I told you recently about the wall I’d been building between my husband and I. I confessed how I had picked up each brick one by one, felt it’s weight, and then foolishly set it down between us. Never looking up, I worked tirelessly at my wall. It wasn’t until I stopped to see it for what it was- a lie, that I had the sense to stop. The wall was a lie because I always thought it kept me safe, but it turns out that it really only kept me separate. You see, some walls need to be brought down.
Other walls are brought down by accident, by sudden impact, or even by neglect.
There’s a wall that I haven’t told you about. I don’t think I’m ready to name it just yet. Maybe it’s not even mine to name, but it shares my landscape. This wall has begun to crumble. At first I was all action- running in every direction trying to catch the bricks as they fell away, trying desperately to stack them back into place. But now…
Now I’m just paralyzed in the moment.
I feel myself standing there at the bottom, frozen in a dust cloud of smoke and rubble, watching it fall. I want this wall to be strong again, but I am helpless because it is not mine to labor over. Some walls represent shared spaces, and at the end of the day that is all they are. Shared spaces. I can help clean up the wreckage but I cannot build the wall. It doesn’t belong to me.
Which got me thinking…
I’ve spent too much time toiling over the wrong walls. There are other, more important walls, after all. My marriage, for instance, is a load-bearing wall. It shelters me, protects me, and holds me up. It not only deserves, but requires my constant care. I must abandon my habit of building walls between us and instead build the wall of us.
Because if a wall is truly strong, it cannot be easily brought down.
I look at my daughter and I realize that at nine years old, her foundation is solid but she is barely off the ground. The mortar is still wet. She has yet to take shape. There is much building to be done.
My hope for her is that instead of spending her life identifying as Rapunzel in the tower waiting to be rescued, she would identify more as the strong tower itself. That she would be a fortress not easily shaken. That she would know her worth and her value. That she would allow only the most worthy of suitors to one day scale her walls and gain her heart.
But how do I build a fortress that strong?
No seriously, I’m not like, asking for a friend here or something. I actually need to know. I’m not sure I’ve figured it out yet. So far all I’ve got is the old-fashioned way. The rolling up my sleeves, hard-work way.
The Brick By Brick Way.
By knowing who she is and meeting her in that place. By calling out the good in her. And by sometimes calling out the dark places in her too. By reminding her that the world needs more women who are willing to do hard and holy things. By reminding her she is loved fiercely and tenderly, just as she is, not only by her father and I but by her Heavenly Father as well. By teaching her to love others fiercely, tenderly, and openly in return.
By SAYING THE THINGS. I mean, seriously. How often as parents do we forget to actually say all the things?
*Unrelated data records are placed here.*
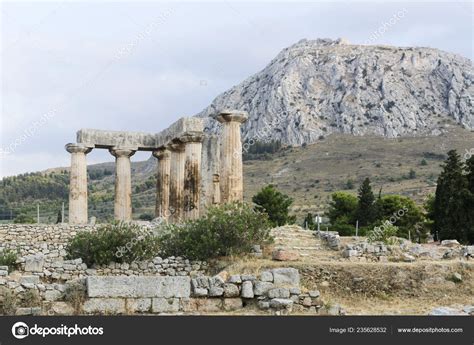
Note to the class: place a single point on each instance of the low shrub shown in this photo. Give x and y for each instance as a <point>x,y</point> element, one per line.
<point>24,219</point>
<point>116,242</point>
<point>225,230</point>
<point>8,302</point>
<point>75,295</point>
<point>8,258</point>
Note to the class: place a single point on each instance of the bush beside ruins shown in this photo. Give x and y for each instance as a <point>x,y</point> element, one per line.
<point>226,229</point>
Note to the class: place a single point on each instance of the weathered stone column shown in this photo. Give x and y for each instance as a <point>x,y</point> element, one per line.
<point>192,174</point>
<point>163,183</point>
<point>123,183</point>
<point>78,183</point>
<point>176,198</point>
<point>231,176</point>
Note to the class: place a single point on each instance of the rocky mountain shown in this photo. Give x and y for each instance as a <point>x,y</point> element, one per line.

The small and little things that tend to fall away to bigger things? The “You are smart, you are kind, you are important” kinds of things? The “Don’t do drugs, don’t give in to peer pressure, and don’t sell yourself short” kinds of things?
I mean, I forget to all the time. In my defense, it is an awful lot of things to remember to say. Luckily there is still time. Luckily this wall is not only mine to build. Luckily God’s grace often covers me where I come up short in the parenting department.
But I really love these walls I’m building- this marriage and these tiny, tender, little hearts that have been put into my care. I want these walls to stand tall and proud. I want to work hard and to work well and someday I want to sit back and wipe the sweat off my brow, knowing in my gut that I did my real and true best.
So I think I am going to stop laboring in vain over those walls that are not mine and those walls that aren’t even supposed to be there in the first place. I’m going to do a little bit of renovation. I’m going to pick up the tools that the good Lord saw fit to give me and I’m going to put my heart and my soul into building up the walls that hold my household- and my heart- together.
Before I go, and also because I’ve seen You’ve Got Mail roughly 94 times, I’m going to send this question out into the cosmic void:
“What about you, dear void?”
What is your wall? Does it need building up or tearing down? I pray you find the strength to do whichever is needed.